Cosentino auditioned in Melbourne for Australia's Got Talent with an illusion routine. He advanced in the competition after earning praise from the judges. In the preliminary finals, he performed an escape act, in which he had to pick nine locks while completely submerged in a tank of water suspended above the ground. The escape took 1 minute 45 seconds. For the semi-final Cosentino performed an illusion routine, disappearing and reappearing in military style dance. In the finale, Cosentino escaped from a straitjacket while suspended from his ankles, six meters above the ground, inside a jaws-like apparatus. These jaws were held open by a single piece of rope that was set on fire for the act. Cosentino had to escape before the rope burned through and the jaws snapped around his ankle with over 200 kg of force. Overall, Cosentino came second in the 2011 series of Australia's Got Talent, losing to Jack Vidgen.

Cosentino performed at Carols in the Domain in Sydney for magic tricks and the arrival of Santa Claus.

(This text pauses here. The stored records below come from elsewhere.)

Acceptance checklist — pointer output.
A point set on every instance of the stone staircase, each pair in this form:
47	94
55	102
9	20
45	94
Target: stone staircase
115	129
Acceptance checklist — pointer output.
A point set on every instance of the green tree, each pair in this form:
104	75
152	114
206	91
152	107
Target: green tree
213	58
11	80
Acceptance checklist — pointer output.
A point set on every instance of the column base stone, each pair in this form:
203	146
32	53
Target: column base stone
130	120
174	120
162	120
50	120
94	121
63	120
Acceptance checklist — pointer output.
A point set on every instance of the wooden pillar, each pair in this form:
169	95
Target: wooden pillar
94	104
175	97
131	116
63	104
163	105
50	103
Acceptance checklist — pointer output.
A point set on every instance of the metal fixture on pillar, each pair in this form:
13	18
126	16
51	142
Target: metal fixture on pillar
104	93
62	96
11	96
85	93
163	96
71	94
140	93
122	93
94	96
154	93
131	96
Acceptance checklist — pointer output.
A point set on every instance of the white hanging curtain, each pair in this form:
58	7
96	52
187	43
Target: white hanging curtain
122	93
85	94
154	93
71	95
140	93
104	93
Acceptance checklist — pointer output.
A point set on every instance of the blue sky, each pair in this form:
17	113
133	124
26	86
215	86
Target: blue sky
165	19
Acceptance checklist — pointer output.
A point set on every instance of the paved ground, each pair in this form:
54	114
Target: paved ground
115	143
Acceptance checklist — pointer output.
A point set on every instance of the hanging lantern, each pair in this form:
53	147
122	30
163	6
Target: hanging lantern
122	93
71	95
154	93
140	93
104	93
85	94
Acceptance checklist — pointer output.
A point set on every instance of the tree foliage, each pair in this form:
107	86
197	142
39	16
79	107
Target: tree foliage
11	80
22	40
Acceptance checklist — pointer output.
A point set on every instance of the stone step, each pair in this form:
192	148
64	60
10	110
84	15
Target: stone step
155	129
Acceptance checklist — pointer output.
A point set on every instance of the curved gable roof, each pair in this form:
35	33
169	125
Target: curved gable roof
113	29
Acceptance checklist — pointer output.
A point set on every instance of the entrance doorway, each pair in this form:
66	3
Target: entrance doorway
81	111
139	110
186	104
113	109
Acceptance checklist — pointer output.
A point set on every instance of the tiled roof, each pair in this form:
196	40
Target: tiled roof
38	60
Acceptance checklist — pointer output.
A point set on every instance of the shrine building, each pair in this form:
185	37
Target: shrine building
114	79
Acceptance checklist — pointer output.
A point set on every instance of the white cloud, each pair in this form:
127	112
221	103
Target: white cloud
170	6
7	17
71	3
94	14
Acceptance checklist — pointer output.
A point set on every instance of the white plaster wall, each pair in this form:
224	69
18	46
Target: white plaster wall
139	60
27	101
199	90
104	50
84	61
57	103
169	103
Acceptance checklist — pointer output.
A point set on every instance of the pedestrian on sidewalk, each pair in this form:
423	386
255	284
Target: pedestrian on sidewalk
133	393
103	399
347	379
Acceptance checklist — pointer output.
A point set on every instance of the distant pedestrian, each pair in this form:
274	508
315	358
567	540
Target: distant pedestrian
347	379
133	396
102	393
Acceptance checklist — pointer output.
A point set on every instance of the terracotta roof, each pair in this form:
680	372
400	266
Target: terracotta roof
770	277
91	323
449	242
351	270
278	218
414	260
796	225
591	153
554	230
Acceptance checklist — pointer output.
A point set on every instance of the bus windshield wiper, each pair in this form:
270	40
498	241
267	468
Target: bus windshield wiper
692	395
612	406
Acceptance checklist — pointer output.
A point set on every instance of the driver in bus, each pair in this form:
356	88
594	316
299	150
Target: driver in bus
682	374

He won Dancing with the Stars on 26 November 2013, along with his dancing partner Jessica Raffa.

Cosentino has appeared in three Magic, The Mystery, The Madness episodes, in which he performed illusions, escapes and street magic on the streets of Melbourne and Sydney.

Cosentino appeared at the Asia's Got Talent result show, where he performed a disappearing act.

He competed in America's Got Talent: The Champions in 2019. He did not advance to the finals.

He appeared as an intruder in the sixth season of I'm a Celebrity...Get Me Out of Here! Australia in 2020.

In October 2016, Cosentino published his first book, Anything is Possible: The Magic, The Mystery, The Life (2016). In it,, he talks about his mind patterns and inspirations and how they helped him in his illusion career.

He played himself in the 2017 Jackie Chan film Bleeding Steel.